I bought mine down at Wal-Mart but you might save a buck or so at Amazon (check the link for current pricing):
Tagged with: iHome
Posted in Speakers
I bought my first Roku way back in I believe 2003 – it was a little silver log that could amazingly stream Napster (the crappy pay service, not the awesome but illegal original) songs to my home stereo. Unlimited music for $15/month! Unfortunately that version was buggy as hell – it froze up on me frequently and I got to the point where I never even tried to use it anymore. Having until recently had a PlayStation 3 at my disposal, I never had the need to try out any of the many streaming devices now on the market. One of my technofile buddies has had a Roku for a few years and swore by it, so when I lost my PS3 in a custody battle I decided to give Roku another try since the Roku 2 XD got great reviews and was under $80.
The Roku (I never really figured out if it was pronounced “rock you” or “row coupe”?) is indeed a simple device. Plug it in, connect the HDMI cable to your TV, sign into your wireless network (maybe the most difficult part of the process since typing with a simple remote is always challenging) and you are in business. As advertised, you can be watching Netflix or Hulu Plus literally within minutes of opening the box. The picture looks pretty good but as many people have noted you probably won’t get true 1080p output through many wireless internet connections. There are many channels available but mostly I will just use this product to stream Netflix and Hulu to my TV; I believe I will eventually cut the cord with cable completely.
Things I like about the device: Super simple to set up, Roku seems to be actively working with content providers as shown by recent introduction of HBOGo app (need HBO subscription – or at least to know someone with one!) and the most recent version of Netflix which provides a Closed Captioning option (handy if you are in an apartment and don’t want to be blasting the volume late at night), great value. Also can integrate with cloud services to display saved pictures, videos, etc.
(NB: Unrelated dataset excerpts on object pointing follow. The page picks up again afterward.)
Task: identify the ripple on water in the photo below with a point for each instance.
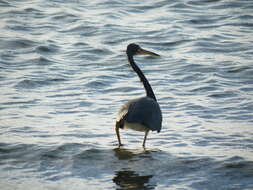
(31, 84)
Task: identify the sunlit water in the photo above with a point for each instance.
(64, 75)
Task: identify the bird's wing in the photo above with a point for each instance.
(145, 111)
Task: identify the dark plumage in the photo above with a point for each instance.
(141, 114)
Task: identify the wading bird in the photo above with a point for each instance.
(141, 114)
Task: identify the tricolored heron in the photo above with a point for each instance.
(140, 114)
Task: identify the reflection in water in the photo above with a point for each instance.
(129, 180)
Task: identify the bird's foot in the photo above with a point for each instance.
(120, 145)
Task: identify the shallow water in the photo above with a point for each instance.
(64, 75)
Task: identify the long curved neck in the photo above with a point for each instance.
(142, 77)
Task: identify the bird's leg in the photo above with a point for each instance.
(118, 136)
(145, 137)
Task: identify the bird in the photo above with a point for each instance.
(139, 114)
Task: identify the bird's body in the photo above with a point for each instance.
(140, 114)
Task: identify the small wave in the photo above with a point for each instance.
(31, 84)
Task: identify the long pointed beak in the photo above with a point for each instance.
(145, 52)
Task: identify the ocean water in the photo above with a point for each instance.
(64, 75)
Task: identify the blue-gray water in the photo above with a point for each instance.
(64, 75)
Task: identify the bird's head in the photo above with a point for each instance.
(134, 49)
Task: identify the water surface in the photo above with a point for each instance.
(64, 76)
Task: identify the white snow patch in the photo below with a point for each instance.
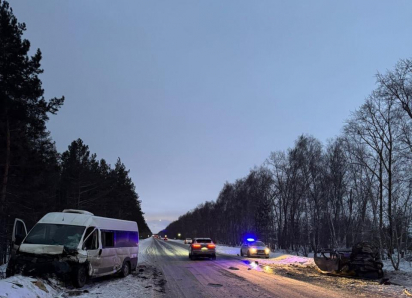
(25, 287)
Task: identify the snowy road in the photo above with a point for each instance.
(165, 271)
(233, 276)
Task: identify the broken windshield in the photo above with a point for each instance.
(54, 234)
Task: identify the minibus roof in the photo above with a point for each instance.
(87, 220)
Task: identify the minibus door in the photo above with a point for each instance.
(92, 245)
(19, 233)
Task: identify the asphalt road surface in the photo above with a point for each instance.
(235, 276)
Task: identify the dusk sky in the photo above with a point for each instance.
(190, 94)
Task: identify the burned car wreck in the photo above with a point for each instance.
(363, 261)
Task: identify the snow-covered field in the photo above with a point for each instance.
(398, 281)
(138, 284)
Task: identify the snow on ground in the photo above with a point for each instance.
(143, 245)
(141, 284)
(3, 268)
(277, 258)
(25, 287)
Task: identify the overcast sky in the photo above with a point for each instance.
(190, 94)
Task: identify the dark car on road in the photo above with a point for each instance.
(202, 247)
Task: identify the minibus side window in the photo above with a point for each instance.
(93, 241)
(107, 239)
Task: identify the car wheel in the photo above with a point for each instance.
(125, 271)
(79, 276)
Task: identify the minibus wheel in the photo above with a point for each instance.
(125, 269)
(79, 276)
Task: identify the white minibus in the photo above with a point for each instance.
(76, 244)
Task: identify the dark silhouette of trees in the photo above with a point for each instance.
(356, 188)
(34, 178)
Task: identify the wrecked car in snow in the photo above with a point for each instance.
(74, 244)
(362, 261)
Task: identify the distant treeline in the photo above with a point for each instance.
(357, 187)
(35, 178)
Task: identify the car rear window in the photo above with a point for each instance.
(259, 243)
(203, 240)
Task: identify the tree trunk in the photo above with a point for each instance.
(6, 170)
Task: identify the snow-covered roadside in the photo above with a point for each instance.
(275, 258)
(141, 283)
(25, 287)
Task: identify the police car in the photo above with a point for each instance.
(254, 248)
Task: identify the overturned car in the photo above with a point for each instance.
(362, 261)
(74, 244)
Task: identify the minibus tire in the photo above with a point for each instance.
(125, 269)
(79, 276)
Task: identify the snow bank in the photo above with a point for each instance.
(25, 287)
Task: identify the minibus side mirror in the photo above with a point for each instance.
(19, 239)
(19, 231)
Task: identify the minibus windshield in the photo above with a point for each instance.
(55, 234)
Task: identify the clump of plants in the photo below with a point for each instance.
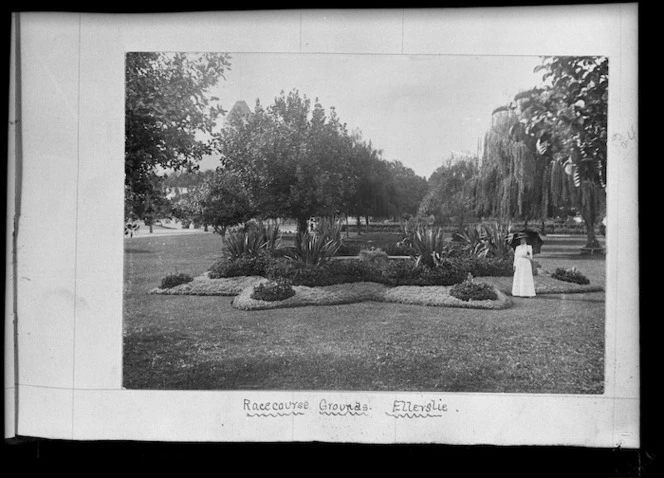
(173, 280)
(251, 240)
(446, 272)
(272, 291)
(471, 290)
(570, 274)
(317, 248)
(373, 255)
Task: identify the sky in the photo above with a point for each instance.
(418, 109)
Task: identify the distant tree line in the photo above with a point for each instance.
(544, 155)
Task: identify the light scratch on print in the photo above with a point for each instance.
(411, 415)
(276, 414)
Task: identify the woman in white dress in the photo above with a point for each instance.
(523, 285)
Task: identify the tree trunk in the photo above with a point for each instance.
(589, 214)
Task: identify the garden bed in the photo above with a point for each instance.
(242, 288)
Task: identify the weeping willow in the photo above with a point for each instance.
(511, 175)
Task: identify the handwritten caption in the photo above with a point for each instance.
(410, 409)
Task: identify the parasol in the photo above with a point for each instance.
(532, 238)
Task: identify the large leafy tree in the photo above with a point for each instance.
(292, 159)
(170, 118)
(567, 117)
(224, 202)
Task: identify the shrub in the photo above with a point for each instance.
(173, 280)
(390, 244)
(329, 228)
(333, 272)
(315, 249)
(428, 244)
(273, 291)
(408, 273)
(244, 265)
(251, 240)
(486, 266)
(469, 290)
(373, 255)
(570, 275)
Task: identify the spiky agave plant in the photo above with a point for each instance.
(314, 249)
(494, 241)
(428, 243)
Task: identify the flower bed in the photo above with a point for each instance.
(243, 288)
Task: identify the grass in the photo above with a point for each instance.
(550, 344)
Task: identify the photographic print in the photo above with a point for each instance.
(392, 226)
(358, 222)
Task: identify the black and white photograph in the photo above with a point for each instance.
(365, 222)
(393, 226)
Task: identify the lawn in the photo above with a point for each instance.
(550, 344)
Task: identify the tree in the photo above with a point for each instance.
(292, 159)
(567, 117)
(169, 119)
(509, 178)
(224, 202)
(409, 190)
(450, 190)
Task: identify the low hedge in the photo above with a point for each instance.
(330, 273)
(273, 291)
(398, 272)
(173, 280)
(570, 275)
(403, 273)
(469, 290)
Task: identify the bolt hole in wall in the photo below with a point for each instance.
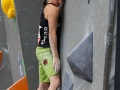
(88, 1)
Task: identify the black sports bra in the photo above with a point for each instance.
(44, 30)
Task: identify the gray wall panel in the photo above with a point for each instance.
(5, 69)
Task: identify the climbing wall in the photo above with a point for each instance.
(80, 18)
(86, 43)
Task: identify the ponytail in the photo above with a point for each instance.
(44, 3)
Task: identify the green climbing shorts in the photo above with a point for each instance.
(45, 59)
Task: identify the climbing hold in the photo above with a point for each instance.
(8, 8)
(80, 59)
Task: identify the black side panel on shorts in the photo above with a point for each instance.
(117, 68)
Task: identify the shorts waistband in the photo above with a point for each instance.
(42, 49)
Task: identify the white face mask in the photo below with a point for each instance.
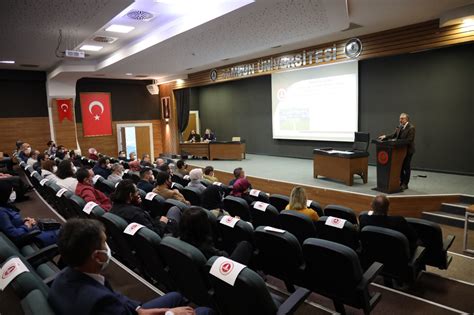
(12, 197)
(108, 252)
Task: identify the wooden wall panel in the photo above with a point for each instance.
(34, 130)
(406, 39)
(409, 206)
(64, 131)
(108, 144)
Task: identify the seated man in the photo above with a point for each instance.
(238, 174)
(209, 174)
(380, 218)
(102, 168)
(127, 202)
(81, 288)
(147, 180)
(85, 189)
(163, 188)
(194, 137)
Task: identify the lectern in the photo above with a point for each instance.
(390, 155)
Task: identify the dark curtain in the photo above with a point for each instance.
(182, 98)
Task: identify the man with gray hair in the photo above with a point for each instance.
(404, 131)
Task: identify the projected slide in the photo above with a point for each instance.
(319, 103)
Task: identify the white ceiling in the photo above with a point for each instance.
(215, 33)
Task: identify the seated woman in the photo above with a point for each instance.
(85, 189)
(196, 176)
(195, 229)
(298, 203)
(241, 189)
(14, 226)
(65, 176)
(126, 201)
(212, 200)
(48, 170)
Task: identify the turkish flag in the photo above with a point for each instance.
(64, 108)
(96, 114)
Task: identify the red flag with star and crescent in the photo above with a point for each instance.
(96, 114)
(64, 108)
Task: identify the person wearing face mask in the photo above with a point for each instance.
(48, 170)
(13, 225)
(80, 288)
(122, 156)
(85, 189)
(25, 151)
(61, 152)
(147, 180)
(126, 204)
(51, 151)
(65, 176)
(102, 167)
(163, 188)
(117, 173)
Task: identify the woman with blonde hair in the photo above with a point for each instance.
(298, 203)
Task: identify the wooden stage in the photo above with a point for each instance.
(276, 175)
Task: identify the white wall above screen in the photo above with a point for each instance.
(319, 103)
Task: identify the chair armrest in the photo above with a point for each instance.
(43, 255)
(27, 238)
(419, 253)
(370, 275)
(293, 301)
(448, 241)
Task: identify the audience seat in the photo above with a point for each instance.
(154, 206)
(237, 207)
(391, 248)
(250, 295)
(242, 231)
(114, 226)
(333, 270)
(279, 255)
(431, 237)
(193, 195)
(316, 207)
(269, 216)
(146, 244)
(279, 201)
(105, 186)
(298, 224)
(348, 235)
(341, 212)
(187, 268)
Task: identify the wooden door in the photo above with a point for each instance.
(192, 125)
(143, 141)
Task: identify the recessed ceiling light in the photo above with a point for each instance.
(116, 28)
(91, 47)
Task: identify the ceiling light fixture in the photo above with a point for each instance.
(116, 28)
(91, 47)
(457, 16)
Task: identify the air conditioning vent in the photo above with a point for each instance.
(140, 15)
(104, 39)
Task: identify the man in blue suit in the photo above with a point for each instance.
(81, 289)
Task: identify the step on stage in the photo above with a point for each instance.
(427, 190)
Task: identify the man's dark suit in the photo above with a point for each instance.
(396, 223)
(407, 133)
(74, 292)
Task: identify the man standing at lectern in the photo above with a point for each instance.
(405, 131)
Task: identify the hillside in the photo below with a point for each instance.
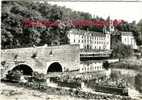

Things I don’t like about the device: Non-premium content is pretty scant – there are some news programs and audio streams, but without Netflix/Hulu/Amazon streaming one would be pretty disappointed with the options for mainstream entertainment. Apparently Crackle is an option but I’m pretty sure I got a virus from Crackle ads last year so I’m staying away from that one. Would be nice if there was a wired option (looks like there was in a previous version) would perhaps improve the video output up to true 1080p. Not really a lot to dislike, these are quibbles.
As you can see, the connections are indeed super simple, most people will just use the HDMI slot but there is a output for a composite video cable as well as a MicroSD slot if additional memory is needed for apps or games. There is a reset button as well which I have not had to use as of yet – I hope this is not an ominous reminder of the frequent hangup problem from the silver log Roku of old, but I’m pretty confident they got those problems ironed out. Overall the Roku 2 XD is very much worth the price – if you already have subscriptions to Netflix and Hulu, you can certainly extract $80 of happiness from being able to watch those services on your big screen tv.